Dès lors que l’existence d’une erreur matérielle est démontrée, il est inopérant de faire valoir que Madame [E] aurait des torts dans le litige en cause justifiant sa condamnation aux dépens, dès lors que la présente procédure ne vise qu’à corriger les erreurs matérielles et ne permet pas de revenir sur la décision rendue.

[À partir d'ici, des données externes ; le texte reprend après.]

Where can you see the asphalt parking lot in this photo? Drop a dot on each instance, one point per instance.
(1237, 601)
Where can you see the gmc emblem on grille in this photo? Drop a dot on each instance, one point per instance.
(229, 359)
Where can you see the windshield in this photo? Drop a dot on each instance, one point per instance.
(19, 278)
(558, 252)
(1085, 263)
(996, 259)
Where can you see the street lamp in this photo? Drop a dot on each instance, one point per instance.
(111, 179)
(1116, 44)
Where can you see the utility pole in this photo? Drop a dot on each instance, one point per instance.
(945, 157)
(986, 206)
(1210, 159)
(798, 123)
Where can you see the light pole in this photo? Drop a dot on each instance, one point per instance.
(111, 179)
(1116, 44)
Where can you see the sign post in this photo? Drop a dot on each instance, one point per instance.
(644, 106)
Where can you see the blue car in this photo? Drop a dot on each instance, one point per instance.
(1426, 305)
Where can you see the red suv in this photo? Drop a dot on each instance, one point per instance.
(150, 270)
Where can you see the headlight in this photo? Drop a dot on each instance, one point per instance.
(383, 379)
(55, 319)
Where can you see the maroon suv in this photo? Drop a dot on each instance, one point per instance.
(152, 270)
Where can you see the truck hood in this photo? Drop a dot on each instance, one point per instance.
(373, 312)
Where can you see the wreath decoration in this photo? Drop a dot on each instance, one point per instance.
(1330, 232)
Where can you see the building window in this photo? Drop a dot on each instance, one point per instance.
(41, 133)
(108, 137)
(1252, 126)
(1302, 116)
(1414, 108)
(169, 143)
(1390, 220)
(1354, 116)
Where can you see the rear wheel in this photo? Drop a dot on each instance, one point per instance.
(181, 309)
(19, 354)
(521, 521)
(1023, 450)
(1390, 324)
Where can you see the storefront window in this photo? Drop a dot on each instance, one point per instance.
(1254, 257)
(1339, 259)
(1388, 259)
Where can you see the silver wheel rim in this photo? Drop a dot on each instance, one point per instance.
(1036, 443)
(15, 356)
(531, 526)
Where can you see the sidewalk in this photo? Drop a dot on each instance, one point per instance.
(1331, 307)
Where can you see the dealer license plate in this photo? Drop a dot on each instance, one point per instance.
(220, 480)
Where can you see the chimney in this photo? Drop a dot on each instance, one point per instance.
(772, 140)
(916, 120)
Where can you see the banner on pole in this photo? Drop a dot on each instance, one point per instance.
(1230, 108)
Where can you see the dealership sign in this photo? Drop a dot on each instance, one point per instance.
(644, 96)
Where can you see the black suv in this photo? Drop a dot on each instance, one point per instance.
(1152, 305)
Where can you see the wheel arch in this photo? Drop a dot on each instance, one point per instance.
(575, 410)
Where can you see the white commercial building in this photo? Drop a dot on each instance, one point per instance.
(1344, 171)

Il convient, en conséquence, de rectifier l’arrêt en retirant les mots ‘Madame [Y] [E] à payer à’ du paragraphe erroné, de façon qu’il soit ainsi rédigé:’Condamne in solidum Madame [L] [F], Madame [V] [B] et Monsieur [N] [F] aux dépens de la procédure d’appel qui seront recouvrés conformément aux dispositions de l’article 699 du code de procédure civile.’

PAR CES MOTIFS

La cour, statuant par mise à disposition au greffe, par arrêt contradictoire et en dernier ressort,

Rectifie l’erreur matérielle affectant l’arrêt rendu le 31 mai 2023 (RG 20-11459) en ce que la date du 31 mai 2023 doit être mentionnée en haut de la première page puis en bas de chaque page, aux lieux et place de la date errronée du 15 février 2023,

Rectifie l’erreur matérielle affectant le dernier paragraphe du dispositif de l’arrêt rendu le 31 mai 2023 (RG 20-11459) en retirant les mots ‘Madame [Y] [E] à payer à’ de ce paragraphe de façon qu’il soit ainsi rédigé : ‘Condamne in solidum Madame [L] [F], Madame [V] [B] et Monsieur [N] [F] aux dépens de la procédure d’appel qui seront recouvrés conformément aux dispositions de l’article 699 du code de procédure civile.’

Dit que cette décision de rectification sera mentionnée sur la minute et les expéditions de l’arrêt,

Laisse les dépens à la charge du Trésor Public.